TBH there shouldn't be any more hassel, if the origanal owner in Japan has been paid out then the car is legit. If it's a good car then it's worth keeping!


----------



## mattb (Feb 12, 2002)

GeorgeGTR said:


> TBH there shouldn't be any more hassel, if the origanal owner in Japan has been paid out then the car is legit. If it's a good car then it's worth keeping!


I would have thought that if the owner in Japan has been paid out then the insurance company in Japan now owns the car and if they find out they will want it back or compensating?!?


----------



## Durzel (Dec 5, 2001)

tonigmr2 said:


> It's not your problem what he does with it tbh mate, just get a refund for what you paid BEFORE you give it back. Imagine the scenario where the 'peace note' was activated whilst he was 'selling' it and it was taken off him. Do you think you'd get your money still??
> 
> Given this whole history I'd be tempted to take the bits you've done on it since on the chin. Much better than loosing £14K. Personally I wouldn't keep the car either...it can seem tempting if you've spent a few hundred quid but think of the possible continued hassle.
> 
> T


I agree with this, and what COSSYcam has said.

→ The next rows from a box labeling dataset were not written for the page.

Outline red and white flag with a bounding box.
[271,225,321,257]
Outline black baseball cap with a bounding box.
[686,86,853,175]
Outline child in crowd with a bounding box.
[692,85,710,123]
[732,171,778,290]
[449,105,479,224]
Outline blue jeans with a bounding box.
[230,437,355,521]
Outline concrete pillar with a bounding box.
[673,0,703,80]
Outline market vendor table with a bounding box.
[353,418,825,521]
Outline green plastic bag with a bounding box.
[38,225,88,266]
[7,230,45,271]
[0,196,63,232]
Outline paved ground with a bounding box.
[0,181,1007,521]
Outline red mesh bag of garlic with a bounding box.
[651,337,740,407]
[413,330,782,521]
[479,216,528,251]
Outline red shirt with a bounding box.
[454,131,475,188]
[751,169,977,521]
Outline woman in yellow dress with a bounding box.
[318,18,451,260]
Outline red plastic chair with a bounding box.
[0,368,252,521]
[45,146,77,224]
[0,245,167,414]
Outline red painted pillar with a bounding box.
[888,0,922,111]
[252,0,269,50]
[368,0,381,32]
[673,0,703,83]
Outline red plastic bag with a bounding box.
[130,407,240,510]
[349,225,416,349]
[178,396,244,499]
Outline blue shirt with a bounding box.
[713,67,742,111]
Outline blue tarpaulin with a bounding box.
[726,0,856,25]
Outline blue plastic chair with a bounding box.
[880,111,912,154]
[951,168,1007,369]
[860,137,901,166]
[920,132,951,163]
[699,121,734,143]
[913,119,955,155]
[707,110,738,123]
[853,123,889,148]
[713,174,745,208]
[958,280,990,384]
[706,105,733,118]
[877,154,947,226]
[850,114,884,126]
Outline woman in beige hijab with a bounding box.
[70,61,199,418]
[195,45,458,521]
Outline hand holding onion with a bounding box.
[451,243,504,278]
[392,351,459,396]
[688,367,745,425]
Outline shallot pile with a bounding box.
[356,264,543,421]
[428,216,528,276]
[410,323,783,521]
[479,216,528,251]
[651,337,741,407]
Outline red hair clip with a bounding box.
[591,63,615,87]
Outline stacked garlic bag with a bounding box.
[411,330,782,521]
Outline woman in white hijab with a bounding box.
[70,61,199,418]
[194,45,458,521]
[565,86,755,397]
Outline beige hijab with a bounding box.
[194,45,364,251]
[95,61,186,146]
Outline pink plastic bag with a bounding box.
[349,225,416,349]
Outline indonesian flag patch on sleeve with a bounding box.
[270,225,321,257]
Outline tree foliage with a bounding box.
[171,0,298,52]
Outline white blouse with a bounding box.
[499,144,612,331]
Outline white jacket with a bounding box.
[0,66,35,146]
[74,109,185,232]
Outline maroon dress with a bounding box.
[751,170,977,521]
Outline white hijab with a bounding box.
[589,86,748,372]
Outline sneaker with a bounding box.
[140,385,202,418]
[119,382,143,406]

You might have to take the hit of the modified parts (if you can't replace them with the OEM bits you took off). Taken in context whatever you paid for the mods pales into insignificance against the £14k you've paid for the car. As things stand you don't legally own it, the Police could confiscate it at any time and you could be in a worse position legally if you either agreed to settle for "trouble, loss, and resale value" compensation, or just left it for several months after having been offered a get out.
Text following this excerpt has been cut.